The pain, now, is different. It’s full and sharp. More than a bite, because it’s in your whole body. Perhaps it’s like something’s being bitten out of you, from the inside. You don’t think of the creature. You push back against Hickey. You hear yourself make a sound, more of effort than pain. Hickey laughs. He tells you to relax. “There’s nothing to ease the way,” he says, “so you’ll have to let yourself be opened.” In irritation, you look back, over your shoulder. You can’t see anything of Hickey, but a vague, dark shape. You can only feel him. More and more of him, entering you slowly, until you think you’ll split in two. But you remain whole. You must, because there’s something left to enjoy. You hear him.

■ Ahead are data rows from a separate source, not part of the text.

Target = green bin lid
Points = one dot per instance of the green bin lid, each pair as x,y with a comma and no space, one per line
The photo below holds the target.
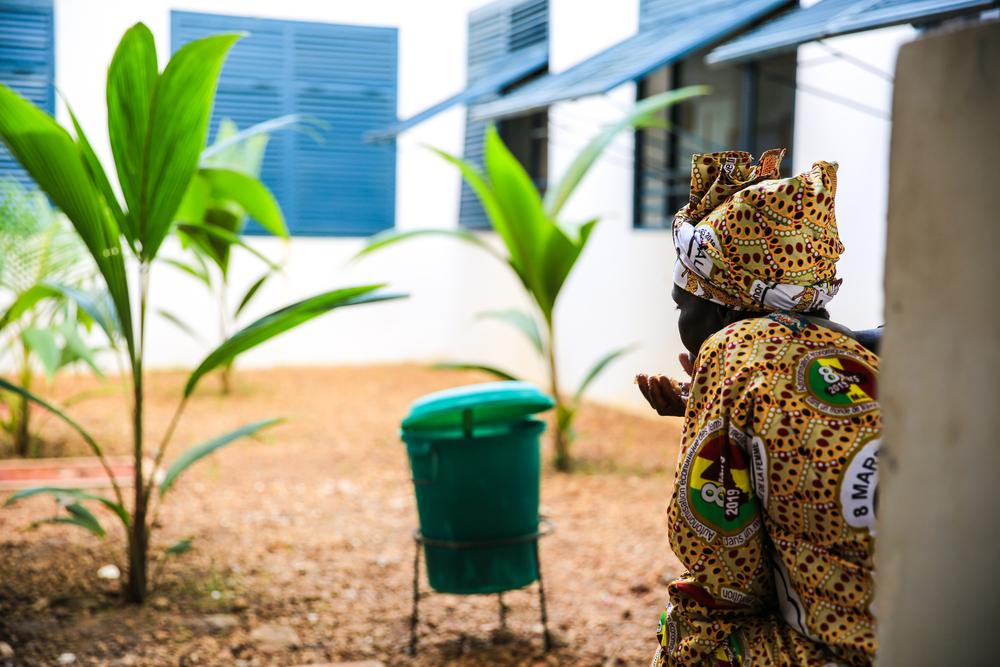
486,404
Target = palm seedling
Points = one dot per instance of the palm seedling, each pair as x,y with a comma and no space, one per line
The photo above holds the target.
540,249
40,258
157,125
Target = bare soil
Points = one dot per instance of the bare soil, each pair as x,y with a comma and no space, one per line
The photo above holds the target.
309,529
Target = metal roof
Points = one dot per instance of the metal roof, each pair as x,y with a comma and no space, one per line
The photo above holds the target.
681,28
829,18
517,65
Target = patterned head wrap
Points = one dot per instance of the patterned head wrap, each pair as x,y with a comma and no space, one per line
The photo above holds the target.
750,240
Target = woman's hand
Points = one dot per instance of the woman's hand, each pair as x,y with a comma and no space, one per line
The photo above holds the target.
668,397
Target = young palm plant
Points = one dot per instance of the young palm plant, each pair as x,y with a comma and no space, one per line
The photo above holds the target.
226,189
39,254
541,250
157,123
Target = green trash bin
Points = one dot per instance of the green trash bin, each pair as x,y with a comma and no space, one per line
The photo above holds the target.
475,458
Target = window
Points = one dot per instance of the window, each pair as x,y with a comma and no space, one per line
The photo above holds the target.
497,34
342,76
751,108
26,63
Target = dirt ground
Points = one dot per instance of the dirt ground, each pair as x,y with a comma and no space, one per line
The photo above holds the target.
302,539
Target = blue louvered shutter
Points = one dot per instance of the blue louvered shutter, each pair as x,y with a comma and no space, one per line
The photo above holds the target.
343,77
495,32
27,63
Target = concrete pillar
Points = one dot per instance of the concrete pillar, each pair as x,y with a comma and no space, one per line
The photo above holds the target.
938,552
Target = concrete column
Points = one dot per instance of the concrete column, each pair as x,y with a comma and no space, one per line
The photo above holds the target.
939,517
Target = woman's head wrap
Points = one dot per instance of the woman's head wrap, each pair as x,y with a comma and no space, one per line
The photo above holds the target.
750,240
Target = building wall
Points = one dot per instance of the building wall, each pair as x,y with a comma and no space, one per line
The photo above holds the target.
941,369
620,293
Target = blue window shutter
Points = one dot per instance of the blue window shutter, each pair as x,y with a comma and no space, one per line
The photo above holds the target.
342,76
27,63
495,32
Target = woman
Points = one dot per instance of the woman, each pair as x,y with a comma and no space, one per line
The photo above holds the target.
773,507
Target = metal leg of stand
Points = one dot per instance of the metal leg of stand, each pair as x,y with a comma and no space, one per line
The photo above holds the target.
503,613
546,638
414,616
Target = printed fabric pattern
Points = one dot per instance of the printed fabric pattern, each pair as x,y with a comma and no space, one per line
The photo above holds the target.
774,501
750,240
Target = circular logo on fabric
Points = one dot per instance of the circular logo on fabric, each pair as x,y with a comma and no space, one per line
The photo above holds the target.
837,382
859,487
717,497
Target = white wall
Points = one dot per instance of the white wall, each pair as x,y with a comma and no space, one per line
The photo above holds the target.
431,66
620,293
859,140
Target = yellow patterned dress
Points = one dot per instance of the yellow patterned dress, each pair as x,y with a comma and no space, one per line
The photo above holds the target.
774,501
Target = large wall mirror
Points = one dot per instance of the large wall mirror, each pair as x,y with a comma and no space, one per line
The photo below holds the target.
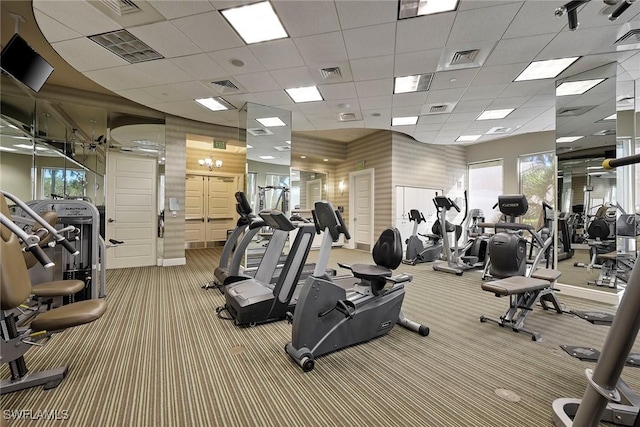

He sounds as false as a common whore.
His hand is on you again, and the feeling creeps into you, like something you’d forgotten. You don’t know how it’s possible, so you simply feel it. It’s not like when she bit you at all. That was bright and hot, and you could move. This is bitter, and dark, and you’re all but bound, hemmed in by Hickey’s body behind you, his hand between your legs, fixed to him. You have nowhere to go but further into it. You let him push you, you let him take you there. You feel yourself shake. You let out a stupid sound, more like a gurgle than a moan. He moves you further, still, shaking the breath from you, the pain undiminished, but no longer alien, an imposition. Mixed with your pleasure, it’s part of you, now. It’s left in there even when he withdraws, leaves you feeling hollowed-out. He touches you on the shoulder, and you understand that he wants you to lie on your back. It’s a relief. You feel finished. He sweeps aside the coat, and lies atop you. He kisses you, and you kiss him, and you feel him bring himself off, rubbing against you, smearing your skin with God knows what.
Though, you know what it is, too.
You’re tired now, in a way you haven’t felt in a long time. It’s not the fatigue of on-coming collapse, not the heaviness of sickness, the wringing of hunger. Your body feels like it belongs to you. You recognize it again. You bring your arm up, reach under the coat, and lay your hand on Hickey’s bare back. He breathes out deeply, your hand falling with his body. His breath fans your neck, your cheek.
After a moment, he rises, finds a bit of cloth and cleans you both. He lights a cigarette, passes it to you. You take the smoke deep. You breathe it out. You pass the cigarette back to him.
“Anything to say, Mr. Tozer, to mark the occasion?”
You’re still uncovered. He’s looking at you, like he finds this amusing, but also, with hunger. Maybe that’s what’s amusing to him. Finally, a hunger he can feed, but it’s just as unyielding as the other kind. Give it what it demands, and it’ll come roaring back almost immediately.
“Not a damn thing. You, Mr. Hickey?”
He smiles, but doesn’t say anything. Just draws on his cigarette. Looks. Watches. Then, he’s had enough, puts out his cigarette, and lies back down next to you. You put your arm around him, half expecting him to push it away. He doesn’t. He moves closer, and you hold him closer, still. Sleep is coming for you. It’s the wrong time of day for it. Someone could come looking for Hickey, and find the two of you like this. You imagine it, see it happening. It stirs no reaction in particular. You’ve finally done it. For the first time, you don’t have to force it. You think of nothing. There is nothing.